In the Grip – the Flu Pandemic in Hopedale

Linda Hixon
Issue Date: 
November, 2018
Article Body: 

“No meetings held during Oct. 1918 on account of influenza.”
This ominous entry in the Hopedale Sewing Circle record was written in November, 1918. As the greatest battles of the Great War were being fought in France that fall, the home front was in terror as influenza raged. With a population of about 2,500, Hopedale actually fared well during the pandemic. A total of 13 people died of influenza that fall, along with three deaths from pneumonia – probably the end result of the flu – and two babies who were stillborn when their mothers became ill. Counting the four additional deaths to “La Grippe” in 1919, Hopedale lost about one percent of its population to influenza, below the national average at the time but much higher than a winter flu today.

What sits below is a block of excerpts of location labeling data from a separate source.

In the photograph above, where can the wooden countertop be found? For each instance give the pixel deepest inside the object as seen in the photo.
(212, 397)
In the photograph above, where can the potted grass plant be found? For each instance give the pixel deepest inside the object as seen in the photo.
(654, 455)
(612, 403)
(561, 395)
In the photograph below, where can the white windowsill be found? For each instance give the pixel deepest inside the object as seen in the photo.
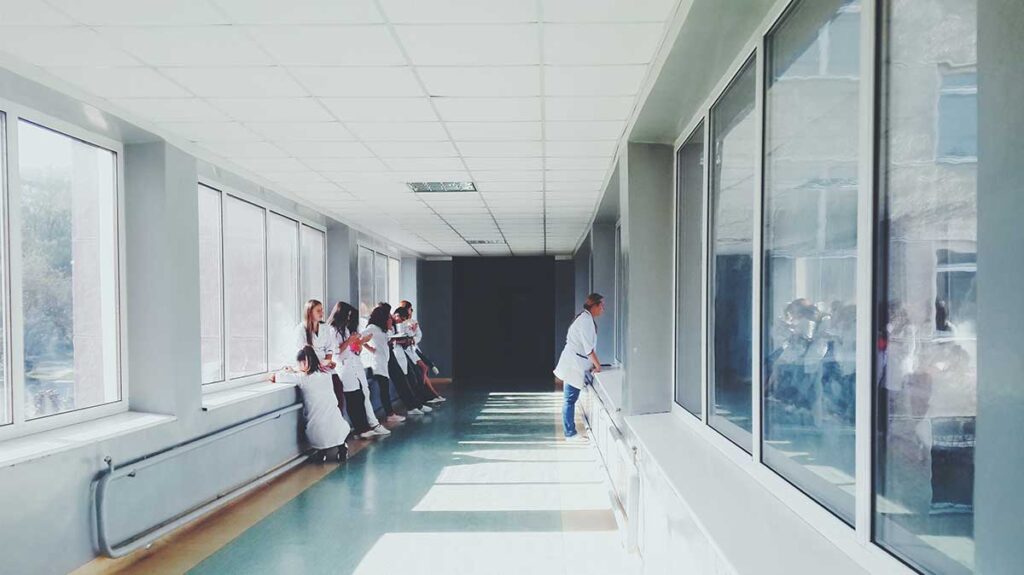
(218, 399)
(42, 444)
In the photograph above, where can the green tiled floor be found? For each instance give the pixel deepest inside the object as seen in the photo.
(481, 485)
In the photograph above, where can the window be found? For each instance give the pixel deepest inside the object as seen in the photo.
(379, 279)
(810, 266)
(211, 289)
(69, 272)
(689, 264)
(926, 509)
(257, 268)
(283, 286)
(245, 284)
(366, 268)
(393, 273)
(733, 137)
(313, 252)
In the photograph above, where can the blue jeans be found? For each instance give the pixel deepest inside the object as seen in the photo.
(568, 409)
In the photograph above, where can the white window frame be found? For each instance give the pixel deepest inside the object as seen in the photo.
(855, 540)
(12, 274)
(227, 191)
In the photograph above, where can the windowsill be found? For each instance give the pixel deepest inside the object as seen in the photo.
(216, 400)
(608, 384)
(46, 443)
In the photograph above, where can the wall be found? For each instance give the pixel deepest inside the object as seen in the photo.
(433, 289)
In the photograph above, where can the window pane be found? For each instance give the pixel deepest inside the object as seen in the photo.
(211, 294)
(367, 301)
(689, 253)
(245, 279)
(312, 265)
(380, 279)
(393, 273)
(810, 242)
(69, 259)
(928, 365)
(5, 391)
(283, 289)
(732, 187)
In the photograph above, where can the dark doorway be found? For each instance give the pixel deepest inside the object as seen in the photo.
(504, 317)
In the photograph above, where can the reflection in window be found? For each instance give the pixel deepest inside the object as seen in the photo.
(810, 273)
(733, 136)
(283, 270)
(245, 282)
(366, 269)
(689, 256)
(69, 268)
(312, 265)
(928, 342)
(211, 294)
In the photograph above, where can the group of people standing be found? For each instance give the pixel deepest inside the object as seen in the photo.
(338, 362)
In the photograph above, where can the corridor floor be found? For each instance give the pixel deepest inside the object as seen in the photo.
(483, 485)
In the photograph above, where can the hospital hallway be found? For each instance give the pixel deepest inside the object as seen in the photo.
(484, 484)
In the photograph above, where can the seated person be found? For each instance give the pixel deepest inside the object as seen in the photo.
(326, 429)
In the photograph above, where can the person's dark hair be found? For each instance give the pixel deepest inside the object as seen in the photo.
(379, 317)
(593, 301)
(344, 316)
(308, 355)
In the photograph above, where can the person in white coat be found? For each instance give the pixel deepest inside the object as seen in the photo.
(579, 359)
(326, 429)
(344, 327)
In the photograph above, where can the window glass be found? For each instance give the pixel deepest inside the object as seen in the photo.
(69, 268)
(733, 133)
(211, 293)
(366, 265)
(928, 363)
(393, 273)
(810, 265)
(283, 285)
(380, 279)
(689, 255)
(245, 281)
(312, 265)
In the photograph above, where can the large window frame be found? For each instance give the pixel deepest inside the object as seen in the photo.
(855, 540)
(268, 209)
(12, 273)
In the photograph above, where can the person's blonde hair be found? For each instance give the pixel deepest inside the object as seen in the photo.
(307, 318)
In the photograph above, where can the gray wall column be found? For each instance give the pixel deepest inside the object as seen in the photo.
(998, 456)
(645, 191)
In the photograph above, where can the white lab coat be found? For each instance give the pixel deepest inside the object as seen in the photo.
(353, 376)
(580, 341)
(325, 426)
(376, 360)
(323, 341)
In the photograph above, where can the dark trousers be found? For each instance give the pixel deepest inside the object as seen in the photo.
(384, 387)
(356, 410)
(401, 385)
(416, 381)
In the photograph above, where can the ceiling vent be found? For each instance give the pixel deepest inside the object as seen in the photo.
(434, 187)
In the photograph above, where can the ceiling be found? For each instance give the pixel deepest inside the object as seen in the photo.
(340, 102)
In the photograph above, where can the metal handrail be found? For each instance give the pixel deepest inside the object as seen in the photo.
(130, 469)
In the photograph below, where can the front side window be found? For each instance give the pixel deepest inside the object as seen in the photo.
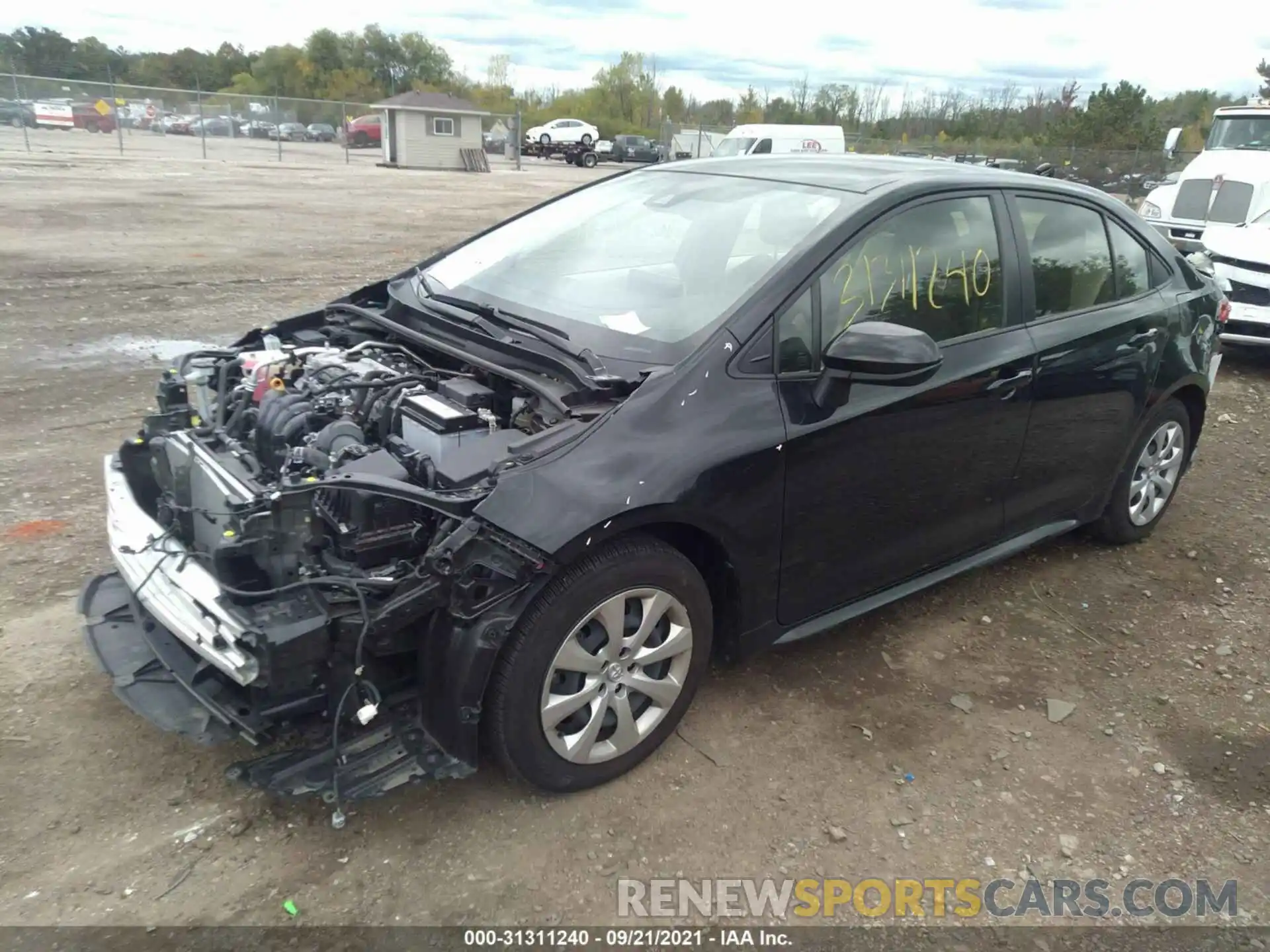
(935, 267)
(646, 260)
(1071, 260)
(733, 146)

The deaths started with workers at the Draper Corporation on September 27, 1918, and continued through March of the following year. Walter James Morton was the first Draper worker to die. Walter was a fireman for the company who lived on Prospect Street, and he died on September 27. John J. Grady of 6 Union Street, a plumber working for Drapers, died the next day. Both men, at ages 26 and 37, fell within that “prime of life” age group that this flu tended to strike, as did most of Hopedale’s victims. There were exceptions – Albion H. French, a fire truck driver working for the Town of Hopedale, was 43 when he succumbed in early 1919, followed only in age by George Washington Horton, whose death at age 64 was attributed to the flu. The remaining victims’ ages ranged from 19 to 37 and included housewives, a butcher, a spindle maker, and a governess. Three of the deaths occurred on Inman Street, including Mrs. Davenport and her stillborn son. Assunta Santilli of Home Park Ave also died of flu after miscarrying. And five month old boy from Bancroft Park succumbed.
Today, we think of flu as a few days of feeling terrible, followed by convalescence. The Spanish flu was not like that. It infected 1 in 3 people on earth, killing an estimated 50 to 100 million people – possibly the worst world-wide disaster ever. People died as their lungs filled with fluid, first turning blue then “reddish-plum” as their bodies were starved of oxygen. They spontaneously bled from the nose and mouth. Women miscarried “with shocking frequency.” Survivors suffered mental anguish for weeks, even complaining of a colorless world due to inflammation of the optic nerve. Katherine Anne Porter, a flu survivor, described a “sky drained of its blue” in her book Pale Horse, Pale Rider.
The Sewing Circle wasn’t the only group affected in town – the Bancroft Library was closed during the week of September 27, 1918 because of the flu, along with the local Red Cross chapter. The “no school signal was sounded” on Tuesday of that week when Dr. Knight closed the schools “on account of the prevailing grip epidemic.” Dr. Knight signed many of the death certificates in town.
“Fully 400 of the Draper plant employees are out on account of illness,” a local newspaper reported in September. By November, 1918, the pandemic was waning, but the deaths continued into the new year. One of the final victims, William McCaslin, held a fairly high position at the Draper Corporation as an Assistant Superintendent. William wasn’t just management at the plant, he was the inventor of several weaving implements, including a loom shuttle and a “Thread-parting mechanism for looms,” both patented in 1912. William’s obituary in America’s Textile Reporter noted he had been born in Ogdensburg, New York, and had lived in Hopedale 20 years. William died on February 25, 1919 and was survived by his widow and three children.